In the non-custody transfer area, load cells are used in hopper scales or conveyor belt scales. Load cells are also used for the industrial filling of bottles, bags or cans. Of course this also applies to the filling of bags with sweets or chips. All this works with precise weight measurement. However, load cells are also increasingly used in high-performance sports. Triathlon and swimwear are developed using platform load cells. These measure the water resistance of swimsuits for top athletes.
Depending on the product, weight is more or less important. For bulk materials such as sand or gravel, accuracy class D is sufficient. Pharmaceuticals, however, must be weighed with the much higher classes A or B. Most other consumer goods such as meat or fruit are weighed with accuracy class C. In mechanical engineering and building material scales for additives, class C is also used. The more accurate the weighing technology, the greater the productivity of the filling processes. The robust, precise and hygienic load cell is the central component of the weighing and packaging processes.

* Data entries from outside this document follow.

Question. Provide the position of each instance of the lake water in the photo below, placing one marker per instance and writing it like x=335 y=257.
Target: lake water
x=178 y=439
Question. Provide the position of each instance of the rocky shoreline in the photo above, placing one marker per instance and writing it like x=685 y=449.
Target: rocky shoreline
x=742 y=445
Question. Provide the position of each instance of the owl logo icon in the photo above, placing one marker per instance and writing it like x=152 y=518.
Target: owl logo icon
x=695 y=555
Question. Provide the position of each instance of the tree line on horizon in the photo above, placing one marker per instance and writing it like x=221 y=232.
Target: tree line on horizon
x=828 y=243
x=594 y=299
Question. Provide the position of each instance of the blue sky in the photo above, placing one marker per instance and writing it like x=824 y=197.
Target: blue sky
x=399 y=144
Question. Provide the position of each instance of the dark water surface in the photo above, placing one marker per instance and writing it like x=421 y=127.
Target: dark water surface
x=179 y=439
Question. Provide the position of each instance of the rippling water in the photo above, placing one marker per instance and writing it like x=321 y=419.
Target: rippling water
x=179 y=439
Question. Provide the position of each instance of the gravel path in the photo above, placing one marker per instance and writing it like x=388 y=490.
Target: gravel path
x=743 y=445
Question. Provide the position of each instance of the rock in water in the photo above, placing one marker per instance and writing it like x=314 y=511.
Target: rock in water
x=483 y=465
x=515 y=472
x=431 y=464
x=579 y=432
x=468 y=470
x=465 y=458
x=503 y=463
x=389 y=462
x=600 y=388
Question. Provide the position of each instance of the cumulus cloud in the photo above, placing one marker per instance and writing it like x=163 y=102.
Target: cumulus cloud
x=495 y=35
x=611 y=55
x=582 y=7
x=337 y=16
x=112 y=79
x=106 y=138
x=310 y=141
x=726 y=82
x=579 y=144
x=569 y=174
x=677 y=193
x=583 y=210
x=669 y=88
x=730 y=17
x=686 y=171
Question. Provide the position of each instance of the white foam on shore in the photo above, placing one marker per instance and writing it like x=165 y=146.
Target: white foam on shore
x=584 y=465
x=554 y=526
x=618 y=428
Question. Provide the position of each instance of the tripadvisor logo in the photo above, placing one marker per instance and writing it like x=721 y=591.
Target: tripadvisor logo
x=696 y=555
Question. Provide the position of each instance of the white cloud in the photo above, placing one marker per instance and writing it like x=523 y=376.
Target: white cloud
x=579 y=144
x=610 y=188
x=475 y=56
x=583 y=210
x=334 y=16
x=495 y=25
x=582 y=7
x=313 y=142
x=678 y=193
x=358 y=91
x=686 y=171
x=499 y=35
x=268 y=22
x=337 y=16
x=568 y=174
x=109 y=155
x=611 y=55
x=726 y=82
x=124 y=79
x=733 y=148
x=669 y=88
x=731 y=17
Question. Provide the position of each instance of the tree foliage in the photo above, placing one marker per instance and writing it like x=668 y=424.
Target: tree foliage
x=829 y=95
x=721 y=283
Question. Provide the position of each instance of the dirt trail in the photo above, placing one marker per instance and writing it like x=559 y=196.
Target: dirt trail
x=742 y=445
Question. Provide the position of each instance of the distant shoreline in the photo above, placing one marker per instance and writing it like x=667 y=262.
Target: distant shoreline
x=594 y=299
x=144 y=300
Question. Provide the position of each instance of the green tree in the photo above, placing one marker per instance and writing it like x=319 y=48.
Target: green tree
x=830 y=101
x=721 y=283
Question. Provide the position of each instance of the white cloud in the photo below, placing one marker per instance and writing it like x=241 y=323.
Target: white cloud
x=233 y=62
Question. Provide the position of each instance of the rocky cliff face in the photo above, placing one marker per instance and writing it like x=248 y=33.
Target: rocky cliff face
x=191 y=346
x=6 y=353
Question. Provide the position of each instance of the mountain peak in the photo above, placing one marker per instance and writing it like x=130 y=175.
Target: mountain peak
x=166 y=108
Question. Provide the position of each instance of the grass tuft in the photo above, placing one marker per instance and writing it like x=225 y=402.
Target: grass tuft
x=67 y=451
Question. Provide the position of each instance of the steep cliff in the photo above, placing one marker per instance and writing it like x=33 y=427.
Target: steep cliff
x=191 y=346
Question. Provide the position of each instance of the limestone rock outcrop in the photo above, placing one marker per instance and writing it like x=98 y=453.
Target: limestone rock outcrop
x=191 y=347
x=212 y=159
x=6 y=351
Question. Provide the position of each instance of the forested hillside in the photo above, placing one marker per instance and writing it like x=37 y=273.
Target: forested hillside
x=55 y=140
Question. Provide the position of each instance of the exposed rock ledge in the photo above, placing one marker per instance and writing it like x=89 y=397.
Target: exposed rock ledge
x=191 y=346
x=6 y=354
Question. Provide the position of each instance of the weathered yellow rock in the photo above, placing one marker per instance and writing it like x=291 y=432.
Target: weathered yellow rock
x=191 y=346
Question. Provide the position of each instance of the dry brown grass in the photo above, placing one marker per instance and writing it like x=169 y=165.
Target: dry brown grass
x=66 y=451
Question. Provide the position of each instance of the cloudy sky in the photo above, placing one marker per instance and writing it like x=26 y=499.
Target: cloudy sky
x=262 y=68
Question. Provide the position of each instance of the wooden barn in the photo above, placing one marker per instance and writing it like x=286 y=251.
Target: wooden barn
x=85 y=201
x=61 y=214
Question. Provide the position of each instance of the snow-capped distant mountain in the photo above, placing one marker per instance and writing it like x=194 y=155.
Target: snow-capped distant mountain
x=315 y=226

Load cells that operate with electromagnetic force compensation (EMF) score high in precision compared to those based on strain gauges. However, these are expensive, prone to failure and complicated to commission. For this reason load cells using strain gauges are under continuous development. In this way a high natural resonant frequency could be achieved, which leads to a faster settling time. The so-called running-in behaviour therefore no longer needs to be considered. Low-noise and high-resolution measured values are the satisfactory result. Depending on the design and nominal weight, even 100 to 400 measurements per minute are possible. Connectors guarantee a simple and quick exchange. The output is increased with high precision, reduces overfilling in areas for which EMF load cells are too expensive. The stable design ensures fewer failures. The active temperature compensation is responsible for bridging temperature fluctuations in the environment. Temperature fluctuations influence measuring processes to a high degree. Therefore, temperature compensation is extremely important. Digital load cells enable the use of gravimetric instead of volumetric filling of containers, which in turn leads to more accurate filling results.
The gravimetric principle is particularly impressive for microbiologically sensitive goods. The hygienic conditions are much better, because the sensor does not come into direct contact with the filling product. Of course, the use of the method depends on the factors already mentioned, but nevertheless there is no way around the use of load cells. Is the technology of load cells based on strain gauges not already exhausted? No, not by a long shot! The technology continues to enjoy great popularity because there is simply nothing better on the market at the moment.